Der Verein hat aber mit Unterstützung von Präsident Rainer Beeck eine Projektgruppe „Stadionzukunft“ ins Leben gerufen, um zu prüfen, ob eine Rückkehr möglich ist...

Nochmal: Das ist vergebliche Liebesmüh. Zunächst ist die Stadt Eigentümer des Stadions; der Bau einer Zweitliga-arena ist nicht möglich, die Stadt ist nicht in der Lage, einen Neubau zu errichten. Außerdem ist mir nicht bekannt, dass der Verein aus den Stadionverträgen mit der Allianz Arena kommt. Ich sehe dafür keine Anzeichen.

Und was, wenn ein Investor ein Stadion baut?

(lacht) Ich habe noch nie einen Investor kennen gelernt, der zig Millionen für die Sechziger aus der Westentasche zieht und sagt: „So, jetzt bauen wir ein Stadion!“ Das sind hirnrissige Illusionen! Und selbst wenn dann mal ein Investor kommen würde, müsste sich der ans Planungsrecht halten.

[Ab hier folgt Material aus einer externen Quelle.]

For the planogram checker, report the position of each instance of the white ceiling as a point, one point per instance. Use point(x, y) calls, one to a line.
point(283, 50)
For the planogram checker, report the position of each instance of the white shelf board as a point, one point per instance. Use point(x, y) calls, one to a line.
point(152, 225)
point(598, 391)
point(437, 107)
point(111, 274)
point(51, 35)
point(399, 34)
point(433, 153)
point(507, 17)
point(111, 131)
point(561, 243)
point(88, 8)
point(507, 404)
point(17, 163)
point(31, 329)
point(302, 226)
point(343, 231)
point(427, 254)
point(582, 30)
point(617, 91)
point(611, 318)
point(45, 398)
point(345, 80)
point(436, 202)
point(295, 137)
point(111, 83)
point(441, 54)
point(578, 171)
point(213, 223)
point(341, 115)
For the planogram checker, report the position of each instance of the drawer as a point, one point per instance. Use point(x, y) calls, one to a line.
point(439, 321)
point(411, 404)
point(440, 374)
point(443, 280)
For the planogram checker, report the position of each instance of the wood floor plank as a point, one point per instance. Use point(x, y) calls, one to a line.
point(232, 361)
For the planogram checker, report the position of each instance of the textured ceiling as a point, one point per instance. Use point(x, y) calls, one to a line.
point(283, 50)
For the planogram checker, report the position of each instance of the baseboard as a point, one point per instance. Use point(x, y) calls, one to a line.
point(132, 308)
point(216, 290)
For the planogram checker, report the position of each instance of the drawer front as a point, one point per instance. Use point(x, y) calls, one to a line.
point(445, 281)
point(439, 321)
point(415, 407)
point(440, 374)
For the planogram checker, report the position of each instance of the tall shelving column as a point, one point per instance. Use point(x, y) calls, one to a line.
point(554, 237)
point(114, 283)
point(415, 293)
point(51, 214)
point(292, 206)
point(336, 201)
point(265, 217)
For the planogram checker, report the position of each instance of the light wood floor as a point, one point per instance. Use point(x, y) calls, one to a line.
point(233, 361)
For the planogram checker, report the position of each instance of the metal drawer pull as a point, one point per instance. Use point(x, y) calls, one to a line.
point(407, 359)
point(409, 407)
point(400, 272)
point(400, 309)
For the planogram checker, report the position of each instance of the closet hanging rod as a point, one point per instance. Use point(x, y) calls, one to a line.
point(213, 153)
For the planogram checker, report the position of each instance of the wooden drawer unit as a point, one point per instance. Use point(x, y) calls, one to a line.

Um die Kosten in der Allianz Arena zu senken, hat der TSV 1860 in Person von Geschäftsführer Manfred Stoffers eigenmächtig die Zahlungen fürs Catering reduziert, angeblich um 50000 Euro pro Spieltag. Was halten Sie von diesem Vorgehen?

Stoffers hat das Recht, das Thema anzusprechen, denn wenn ein Vertrag nicht der Realität entspricht, weil die Vorgänger aus Selbstüberschätzung irgendetwas unterschrieben haben, dann muss man den Vertrag anpassen.

Angeblich ist 1860 an der Säbener Straße abgeblitzt.

Ich höre von Seiten der Bayern eine andere Version.

Welche?

Dass gar keine seriösen Gespräche mit 1860 stattgefunden haben. Mein Vorschlag: Die Löwen sollten den Bayern jetzt akzeptable Kompromissvorschläge machen. Ihnen muss klar sein, dass es nur mit dem Entgegenkommen der Bayern geht und nicht mit gegenseitigen Beschimpfungen. Wenn das nicht funktioniert, sieht man sich möglicherweise vor Gericht. Dies würde ich sehr bedauern.